Entrepreneurs create value. Or at least that is the idea. Scalability is the key to create this value. This should be done by making clever use of networks, and not by controlling everything yourself. Make use of the best skills of others, focus on your own “differentiating skills and ideas”.

Triangle of value creation
The triangle of value creation identifies the interaction between market/market access, product/technology and money. Having money, a product or technology alone will never be sufficient to create value. In a few cases, only having market access is enough to establish a valuable company. To have market access, networks are distribution relationships are essential.

Outsourcing and suppliers
In a Kiretsu-group there is an understood role and use of networks.
Scale is achieved more cleverly when the firm depends on its network, and when non-core activities are outsourced. Outsourcing makes a firm more flexible. Prerequisite for the sustainability of such a firm is multi-sourcing. This means that the firm always has at least two sources for every supply, to prevent too much dependability. When one supplier cannot deliver a promise, the firm can turn to the second supplier and does not have to say no to its customer. In practice, this gets more difficult the more high-tech a firm becomes. In any case, one of the goals remains to have few employees, those that you really need, and that you outsource all other activities into a network of relationships, preferably with as few single-dependencies as possible.
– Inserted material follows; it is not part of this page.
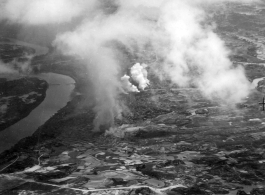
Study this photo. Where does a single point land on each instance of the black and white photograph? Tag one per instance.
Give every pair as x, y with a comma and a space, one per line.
132, 97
Cooperate with your Competitors in new markets
Another interesting aspect of making use of networks to create value is co-opetition in the very early phases of innovation. Normally, in established markets, a company has competitors. In new and early markets, there is little or few competition. In new markets, growth and standards are more important than competition. Therefore Co-opetition (cooperating with your competitors can put priority on growth and can reduce development costs. Customers will see commonalities and choice between few competitors, and the market grows faster than when the leaders confuse the new and early markets.

Reference customer
But of course, the customer is the best proof of your offer. Having an early customer is the best mechanism to promote your product or service. And not to forget: early customers can serve as co-developers of the offer to make it more valuable.